Running a deamonized app
cedricleroy opened this issue · 2 comments
I use a daemon to run my app (something like that), and it seems it is not really working.
I first tried to initiate stackimpact at the top of my core module as shown in the examples, but could not run my app as a service anymore as stackimpact was not deamonized along other stuff (makes sense). I then tried to initiate stackimpact in run(), but I don't get any data. I think stackimpact is not really designed to work like that, I would be curious if there is a way to make it work.
Env is Python 3.5.2, stackimpact v1.0.1
Would be happy to provide more details if needed.
I have been running into similar issues. The issue for me at least appears to be using stackimpact with any app that has a signal handler(most daemon apps do). I am regularly catching SIGALRM, which is preventing block_reporter from operating correctly I think.
I still get health stats, but the other features always report 0 for everything.

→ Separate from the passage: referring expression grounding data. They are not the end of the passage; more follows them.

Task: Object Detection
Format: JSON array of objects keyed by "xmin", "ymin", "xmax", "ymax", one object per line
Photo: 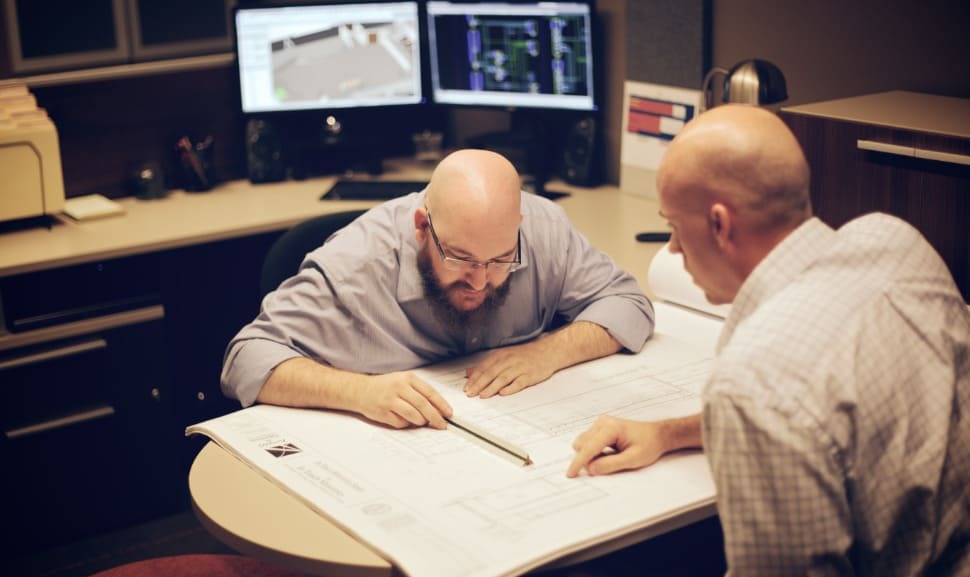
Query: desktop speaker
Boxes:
[
  {"xmin": 559, "ymin": 116, "xmax": 599, "ymax": 187},
  {"xmin": 246, "ymin": 119, "xmax": 285, "ymax": 183}
]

As an example of the signal handler collisions, this snippet will show the cadence of stackimpact's signals as time.sleep will wake on signal.
import stackimpact
import time
from datetime import datetime
def main():
agent = stackimpact.start(agent_key = 'xxxxx', app_name = 'signaltest')
while True:
for x in range(0, 100):
print(datetime.now())
time.sleep(5)
if __name__ == "__main__":
main()
@cedricleroy I've tried the daemon setup using the link and starting the agent in the run()
- it worked for me. Everything was reported as expected. I've then added more cpu intensive code as well as blocking calls, and that was also reported as it should. The only problem was stopping the daemon: there was a bug in the agent default signal overwriting for shutdown signals, which is now fixed in 1.0.2 (released). You can try adding debug = True
option, may be there are some errors.
@redNixon the agent takes over SIGALRM and SIGPROF and uses them all the time. What you can do for the moment is disable profilers, which conflict. Blocking call profiler uses SIGALRM, which can be disabled by passing block_profiler_disabled = True
as startup option. Other options are: cpu_profiler_disabled = True
(signal SIGPROF), allocation_profiler_disabled = True
(signal SIGUSR2, however, this one is handled nicely, by filtering out only related signals and forwarding the rest).
Regarding the time.sleep()
, it conflicts with SIGALRM on Python 2, but not on Python 3. We're trying to fix this for Python 2.